Three For Thursday: Twitter Tools
Welcome to my new blog feature – "Three for Thursday." You may not see an installment every Thursday, but when I can manage it, I'll be sharing three cool – er – somethings.
I usually don't like to tweet or blog about Twitter. It seems too meta and there are plenty of experts out there who are happy to do it. This week, I thought I'd make an exception, though, and share three Twitter tools that I use extensively.
For me, Twitter is all about connections. It's about connecting me to readers who will be interested in my fiction, finding other writers who I can connect with and following experts in various fields that I can learn from. Managing my Twitter peeps (both people I follow and those who follow me) has gotten to be a much bigger task as those numbers have grown. Many Twitter users let their followers and friends get out of control and they have a plethora of spammers in the mix. I try to work diligently to keep this from happening.
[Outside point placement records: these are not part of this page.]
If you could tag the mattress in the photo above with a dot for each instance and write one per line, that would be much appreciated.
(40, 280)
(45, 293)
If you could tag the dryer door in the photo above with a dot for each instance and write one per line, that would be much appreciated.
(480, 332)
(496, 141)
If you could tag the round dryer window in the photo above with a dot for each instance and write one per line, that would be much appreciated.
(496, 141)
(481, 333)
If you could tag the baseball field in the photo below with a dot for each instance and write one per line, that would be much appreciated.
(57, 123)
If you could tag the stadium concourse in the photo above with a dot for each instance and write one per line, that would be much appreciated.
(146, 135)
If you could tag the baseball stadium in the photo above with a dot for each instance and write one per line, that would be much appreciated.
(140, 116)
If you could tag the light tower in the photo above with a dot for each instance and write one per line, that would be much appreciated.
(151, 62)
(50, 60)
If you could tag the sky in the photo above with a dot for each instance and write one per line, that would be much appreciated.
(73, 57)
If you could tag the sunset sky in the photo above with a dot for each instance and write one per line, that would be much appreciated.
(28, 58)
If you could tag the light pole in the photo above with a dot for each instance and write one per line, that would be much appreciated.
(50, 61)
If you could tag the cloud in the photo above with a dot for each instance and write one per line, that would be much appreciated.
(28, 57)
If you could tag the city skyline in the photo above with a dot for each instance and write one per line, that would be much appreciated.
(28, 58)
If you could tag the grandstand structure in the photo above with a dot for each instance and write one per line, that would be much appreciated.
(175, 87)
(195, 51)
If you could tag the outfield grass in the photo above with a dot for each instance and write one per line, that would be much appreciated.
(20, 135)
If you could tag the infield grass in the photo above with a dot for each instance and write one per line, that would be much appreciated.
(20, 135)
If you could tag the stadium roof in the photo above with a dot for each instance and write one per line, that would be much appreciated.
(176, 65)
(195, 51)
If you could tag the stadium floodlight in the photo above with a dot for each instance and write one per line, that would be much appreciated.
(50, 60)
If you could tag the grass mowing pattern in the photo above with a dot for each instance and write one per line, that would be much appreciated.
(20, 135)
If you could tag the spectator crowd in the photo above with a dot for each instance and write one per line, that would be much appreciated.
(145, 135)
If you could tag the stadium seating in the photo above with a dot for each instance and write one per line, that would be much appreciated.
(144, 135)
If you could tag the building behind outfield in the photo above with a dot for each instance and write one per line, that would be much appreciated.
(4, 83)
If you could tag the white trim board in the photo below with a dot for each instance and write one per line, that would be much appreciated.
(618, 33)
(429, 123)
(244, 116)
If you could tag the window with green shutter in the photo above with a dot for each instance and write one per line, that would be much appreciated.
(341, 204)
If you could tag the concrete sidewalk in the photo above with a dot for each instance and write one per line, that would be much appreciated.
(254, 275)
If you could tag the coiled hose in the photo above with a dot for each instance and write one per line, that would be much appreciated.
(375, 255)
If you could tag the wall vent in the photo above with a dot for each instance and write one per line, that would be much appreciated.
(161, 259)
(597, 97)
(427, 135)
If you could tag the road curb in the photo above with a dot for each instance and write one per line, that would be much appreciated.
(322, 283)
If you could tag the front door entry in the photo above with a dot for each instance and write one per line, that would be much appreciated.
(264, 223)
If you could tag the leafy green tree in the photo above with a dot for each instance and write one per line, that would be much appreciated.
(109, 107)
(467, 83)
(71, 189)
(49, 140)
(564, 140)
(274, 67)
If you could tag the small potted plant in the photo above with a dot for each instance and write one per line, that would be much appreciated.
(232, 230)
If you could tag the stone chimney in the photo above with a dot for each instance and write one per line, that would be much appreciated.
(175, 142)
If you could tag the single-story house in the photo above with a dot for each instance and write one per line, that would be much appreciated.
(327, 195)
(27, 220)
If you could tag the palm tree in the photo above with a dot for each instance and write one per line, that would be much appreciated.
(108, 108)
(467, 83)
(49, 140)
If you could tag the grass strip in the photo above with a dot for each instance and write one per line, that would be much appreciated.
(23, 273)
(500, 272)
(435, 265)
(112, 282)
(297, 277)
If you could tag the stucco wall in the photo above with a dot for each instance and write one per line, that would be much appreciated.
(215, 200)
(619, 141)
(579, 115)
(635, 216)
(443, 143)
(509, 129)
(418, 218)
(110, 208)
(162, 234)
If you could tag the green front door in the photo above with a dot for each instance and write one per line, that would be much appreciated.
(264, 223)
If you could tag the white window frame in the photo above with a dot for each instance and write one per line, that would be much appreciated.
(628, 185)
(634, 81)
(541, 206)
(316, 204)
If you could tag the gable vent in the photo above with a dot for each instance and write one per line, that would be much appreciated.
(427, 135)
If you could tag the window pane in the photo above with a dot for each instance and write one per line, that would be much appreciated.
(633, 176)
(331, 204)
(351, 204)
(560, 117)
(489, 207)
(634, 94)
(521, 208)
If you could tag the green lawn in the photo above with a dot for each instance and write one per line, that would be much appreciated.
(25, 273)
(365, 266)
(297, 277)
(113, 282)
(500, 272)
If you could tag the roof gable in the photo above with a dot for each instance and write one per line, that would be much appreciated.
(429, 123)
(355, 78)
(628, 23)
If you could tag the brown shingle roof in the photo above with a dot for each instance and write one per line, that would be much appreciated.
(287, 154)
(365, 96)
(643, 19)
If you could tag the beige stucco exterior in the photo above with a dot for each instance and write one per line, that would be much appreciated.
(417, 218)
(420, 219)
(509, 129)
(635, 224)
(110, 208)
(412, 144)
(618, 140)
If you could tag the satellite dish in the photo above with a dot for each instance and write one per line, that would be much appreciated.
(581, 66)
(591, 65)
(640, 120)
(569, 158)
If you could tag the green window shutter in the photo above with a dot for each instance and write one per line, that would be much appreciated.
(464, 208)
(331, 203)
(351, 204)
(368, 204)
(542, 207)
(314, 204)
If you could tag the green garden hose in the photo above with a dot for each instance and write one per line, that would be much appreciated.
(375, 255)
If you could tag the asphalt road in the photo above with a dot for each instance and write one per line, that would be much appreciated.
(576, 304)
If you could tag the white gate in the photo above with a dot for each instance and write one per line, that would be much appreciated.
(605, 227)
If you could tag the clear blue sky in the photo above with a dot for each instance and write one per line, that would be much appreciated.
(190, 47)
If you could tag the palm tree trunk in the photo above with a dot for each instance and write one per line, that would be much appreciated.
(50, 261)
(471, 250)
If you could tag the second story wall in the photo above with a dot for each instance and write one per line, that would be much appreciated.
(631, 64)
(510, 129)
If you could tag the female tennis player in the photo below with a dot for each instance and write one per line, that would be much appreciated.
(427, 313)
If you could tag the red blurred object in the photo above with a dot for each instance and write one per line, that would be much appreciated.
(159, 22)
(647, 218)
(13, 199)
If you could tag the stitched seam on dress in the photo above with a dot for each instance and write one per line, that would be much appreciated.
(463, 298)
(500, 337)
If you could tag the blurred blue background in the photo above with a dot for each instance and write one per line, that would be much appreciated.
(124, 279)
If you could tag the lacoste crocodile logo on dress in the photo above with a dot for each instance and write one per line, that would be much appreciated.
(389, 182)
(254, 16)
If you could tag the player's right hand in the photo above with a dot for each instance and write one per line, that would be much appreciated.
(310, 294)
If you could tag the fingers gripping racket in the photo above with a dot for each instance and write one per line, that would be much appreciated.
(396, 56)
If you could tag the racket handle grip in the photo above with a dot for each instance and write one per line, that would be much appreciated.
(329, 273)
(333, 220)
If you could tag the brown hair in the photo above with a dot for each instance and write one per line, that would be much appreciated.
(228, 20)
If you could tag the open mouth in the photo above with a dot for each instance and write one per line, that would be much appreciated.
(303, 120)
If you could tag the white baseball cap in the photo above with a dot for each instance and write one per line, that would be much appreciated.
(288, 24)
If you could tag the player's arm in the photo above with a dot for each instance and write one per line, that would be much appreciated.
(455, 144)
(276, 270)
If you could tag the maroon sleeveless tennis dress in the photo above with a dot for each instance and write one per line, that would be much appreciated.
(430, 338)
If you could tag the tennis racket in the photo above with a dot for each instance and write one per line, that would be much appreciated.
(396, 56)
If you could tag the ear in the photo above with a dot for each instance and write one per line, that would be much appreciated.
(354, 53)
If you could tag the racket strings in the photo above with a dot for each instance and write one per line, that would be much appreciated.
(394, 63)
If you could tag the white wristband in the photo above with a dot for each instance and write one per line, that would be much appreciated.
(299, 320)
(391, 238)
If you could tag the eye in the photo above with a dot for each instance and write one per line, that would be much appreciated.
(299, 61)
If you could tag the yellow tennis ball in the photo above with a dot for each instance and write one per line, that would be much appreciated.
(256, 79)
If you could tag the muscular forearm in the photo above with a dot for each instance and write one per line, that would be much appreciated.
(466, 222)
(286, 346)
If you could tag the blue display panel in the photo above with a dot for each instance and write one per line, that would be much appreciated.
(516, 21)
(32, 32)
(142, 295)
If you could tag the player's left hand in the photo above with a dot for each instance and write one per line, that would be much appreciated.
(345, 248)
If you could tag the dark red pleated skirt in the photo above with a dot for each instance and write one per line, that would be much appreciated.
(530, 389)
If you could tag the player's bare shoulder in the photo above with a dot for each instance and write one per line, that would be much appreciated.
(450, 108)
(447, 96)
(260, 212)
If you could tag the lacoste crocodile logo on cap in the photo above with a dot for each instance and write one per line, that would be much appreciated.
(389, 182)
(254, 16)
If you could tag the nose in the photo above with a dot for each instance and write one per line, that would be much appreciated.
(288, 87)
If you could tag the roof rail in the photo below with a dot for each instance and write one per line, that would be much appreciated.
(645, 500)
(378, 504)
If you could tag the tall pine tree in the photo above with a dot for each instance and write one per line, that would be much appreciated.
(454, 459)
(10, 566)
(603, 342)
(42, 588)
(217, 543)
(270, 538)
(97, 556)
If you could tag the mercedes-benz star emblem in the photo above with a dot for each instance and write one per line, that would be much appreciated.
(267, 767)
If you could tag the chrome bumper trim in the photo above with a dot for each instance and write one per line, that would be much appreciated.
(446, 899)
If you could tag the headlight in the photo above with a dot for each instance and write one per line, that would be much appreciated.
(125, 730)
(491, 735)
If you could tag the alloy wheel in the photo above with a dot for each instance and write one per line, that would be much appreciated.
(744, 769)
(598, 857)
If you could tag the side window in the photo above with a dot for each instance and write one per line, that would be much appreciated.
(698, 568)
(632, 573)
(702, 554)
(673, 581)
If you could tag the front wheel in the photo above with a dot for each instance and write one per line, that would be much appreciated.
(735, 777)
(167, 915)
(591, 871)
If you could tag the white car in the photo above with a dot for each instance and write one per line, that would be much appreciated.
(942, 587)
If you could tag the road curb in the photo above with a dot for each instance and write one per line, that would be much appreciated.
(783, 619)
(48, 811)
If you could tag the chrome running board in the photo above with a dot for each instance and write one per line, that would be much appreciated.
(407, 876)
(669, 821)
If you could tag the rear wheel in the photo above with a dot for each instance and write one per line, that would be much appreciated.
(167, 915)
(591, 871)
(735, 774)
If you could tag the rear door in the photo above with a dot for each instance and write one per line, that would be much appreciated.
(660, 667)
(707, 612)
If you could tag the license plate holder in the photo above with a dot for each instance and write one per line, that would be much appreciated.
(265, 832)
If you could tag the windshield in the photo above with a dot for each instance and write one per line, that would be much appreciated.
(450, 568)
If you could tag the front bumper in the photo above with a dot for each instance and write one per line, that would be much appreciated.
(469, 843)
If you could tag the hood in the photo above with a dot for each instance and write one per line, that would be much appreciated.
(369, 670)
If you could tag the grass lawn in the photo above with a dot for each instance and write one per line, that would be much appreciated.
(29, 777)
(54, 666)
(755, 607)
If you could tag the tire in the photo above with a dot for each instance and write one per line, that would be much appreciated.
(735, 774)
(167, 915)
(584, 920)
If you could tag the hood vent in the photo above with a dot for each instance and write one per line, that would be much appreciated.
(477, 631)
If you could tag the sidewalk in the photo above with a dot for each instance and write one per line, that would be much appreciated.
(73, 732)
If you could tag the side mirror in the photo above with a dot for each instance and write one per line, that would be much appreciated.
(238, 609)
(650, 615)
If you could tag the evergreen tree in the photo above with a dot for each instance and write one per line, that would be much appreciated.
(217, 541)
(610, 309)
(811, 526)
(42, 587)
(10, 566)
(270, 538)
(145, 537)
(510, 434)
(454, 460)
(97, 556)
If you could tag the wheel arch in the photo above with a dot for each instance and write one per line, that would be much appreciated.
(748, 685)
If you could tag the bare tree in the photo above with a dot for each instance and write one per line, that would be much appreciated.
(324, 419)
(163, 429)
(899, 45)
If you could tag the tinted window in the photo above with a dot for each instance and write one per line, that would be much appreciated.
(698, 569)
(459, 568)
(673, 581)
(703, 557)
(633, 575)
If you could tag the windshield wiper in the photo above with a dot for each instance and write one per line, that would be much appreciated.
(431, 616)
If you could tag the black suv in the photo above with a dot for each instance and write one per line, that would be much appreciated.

1: Twitcleaner. I screen all new followers carefully. I look at their profiles, their tweetstream and often I check their website to see whether they're a real person or somebody trying to spam or sell me. I try to block all spammers and bots. Not only do I not want to follow them, I don't want them following me and artificially jacking up my follower count. Some undesirables fall through the cracks, though. Twitcleaner helps me sort them out. Not all people who pop up on a Twitcleaner report are junk followers, but I analyze each and every person who comes up on this report and decide whether I want to keep following them. For example, some people in the "nothing but links" category are just bots that I quickly block, but others are providing useful information in their links – and so I keep those around. While you're playing with Twitcleaner, be sure to check and see if you're on a Twitcleaner report and take the necessary steps to clean up your act
2: Friend or follow. This useful tool will help you see all the people who you follow who don't follow you back, those who follow you but you aren't following, and your mutual friends. There are lots of people that I follow without regard to whether they're following me back because they provide useful information. In fact, at this moment, there are 250 of them. How you use Friend or Follow depends largely on how you want to use Twitter, but there are useful ways of sorting your peeps such as "number of followers" or "date last tweet." Note that sometimes the sorting doesn't work properly, so keep that in mind as you're sifting and sorting your peeps.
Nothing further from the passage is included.